Zdjęcia na plaży wyglądają jakoś tak uroczo, ale zdecydowaliśmy się spróbować piwa dopiero po powrocie ze spaceru w nadziei, że odpowiednio nas rozgrzeje. Po przelaniu do szkła (wybitnie niedegustacyjnego) ukazało się nam piwo o ciemnobrązowej barwie z wyraźnymi ciemnomiedzianymi przebłyskami widocznymi pod światło. Dodam, że światło świec ;) Warstwa beżowej piany utworzyła się raczej skromna, przy nalewaniu robiła trochę szumu i dość szybko znikła pozostawiając po sobie tylko cienki kożuszek na powierzchni i pierścień przy brzegach.


W aromacie mamy sporo gorzkiej czekolady, delikatną, a wręcz śladową, paloność, nutę śliwkową, ale też lekką nutkę winną, na którą pewnie wpływa wykorzystanie płatków dębowych sherry oraz wyczuwalny alkohol, który bynajmniej nie przeszkadza, nie drażni, a przyjmuje charakter jakby właśnie nieco winny. Dużo gorzkiej czekolady jest obecne również w smaku, pojawia się tutaj też odrobina kawy i trochę śliwki w deserowej czekoladzie. Alkohol w smaku jest dobrze ukryty, choć czuć wyraźne pieczenie w podniebienie. Goryczka na finiszu, choć umiarkowana, to jednak wyraźnie zaznaczona, przybierająca głównie charakter palony z nutką ziołową. Wysycenie jest drobne, przez co piwo bardzo subtelnie musuje w ustach, ale gdyby nagazowanie było odrobinę mniej intensywne, to dodałoby to piwu gładkości. Porter Bałucki ma wytrawny charakter i jest jak na swój ekstrakt  trochę (ale nie przesadnie) wodnisty, choć wcale mi to nie przeszkadzało. Górna fermentacja? Bez żartów, wpływ drożdży na to piwo jest znikomy i można śmiało porównywać je z Porterami Bałtyckimi, choć wiadomo, że ortodoks powie "nie i już"...

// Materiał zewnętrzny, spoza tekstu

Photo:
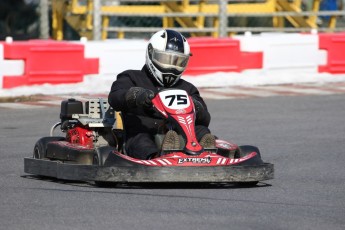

Owocna w wiele ciekawych - niektórych klasycznych, a niektórych zaskakujących i dość "odjechanych" - pomysłów współpraca Marcina Chmielarza z Browarem Piwoteka kończy się udanym piwem, jakim jest Porter Bałucki. To piwo nie będzie rywalizować o pierwsze miejsca w rankingach, zwłaszcza w kraju, w którym świetne Portery Bałtyckie są na porządku dziennym, ale też nie jest piwem, którego należałoby się wstydzić. Piwoteka obchodzi tegoroczne Święto Porteru Bałtyckiego z należytym rozmachem.